ECLI:NL:OGEAM:2018:99
Gerecht in eerste aanleg van Sint Maarten
- Kort geding
- Rechtspraak.nl
Huurrecht: Betalingsachterstand en ontruiming van woonruimte na gebreken
In deze zaak, die op 2 november 2018 werd behandeld door het Gerecht in eerste aanleg van Sint Maarten, gaat het om een kort geding tussen een verhuurder en een huurder. De verhuurder, vertegenwoordigd door mr. B. Brooks, vorderde ontruiming van het gehuurde appartement vanwege een huurachterstand van $ 9.600,00 en vroeg tevens om betaling van buitengerechtelijke incassokosten. De huurder, die ook een tegenvordering indiende, stelde dat er gebreken aan het appartement waren en vroeg om een compensatievergoeding van $ 25.240,00 en een termijn van zes maanden om een andere woning te vinden.

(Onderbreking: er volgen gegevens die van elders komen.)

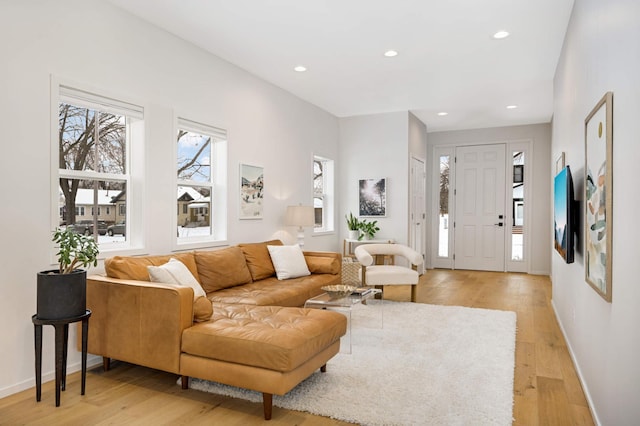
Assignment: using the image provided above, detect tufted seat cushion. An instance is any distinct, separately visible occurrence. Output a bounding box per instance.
[182,304,347,372]
[366,265,420,285]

De procedure begon met een verzoekschrift van de verhuurder op 13 september 2018, gevolgd door een mondelinge behandeling op 19 oktober 2018. De huurder had een huurachterstand van $ 8.640,00 per januari 2018, en de verhuurder had de borgsom van twee maanden huur verrekend met deze achterstand. Het Gerecht oordeelde dat de huurder in verzuim was met de huurbetalingen en dat de gebreken aan het gehuurde niet voldoende waren om de huurachterstand te rechtvaardigen.
Het Gerecht oordeelde dat de huurder het gehuurde binnen een maand moest ontruimen en dat de huurachterstand van $ 7.900,00, te vermeerderen met wettelijke rente, moest worden betaald. De vorderingen van de huurder werden afgewezen, en hij werd veroordeeld in de proceskosten. Het vonnis werd uitvoerbaar bij voorraad verklaard, wat betekent dat de verhuurder direct kon overgaan tot uitvoering van de ontruiming.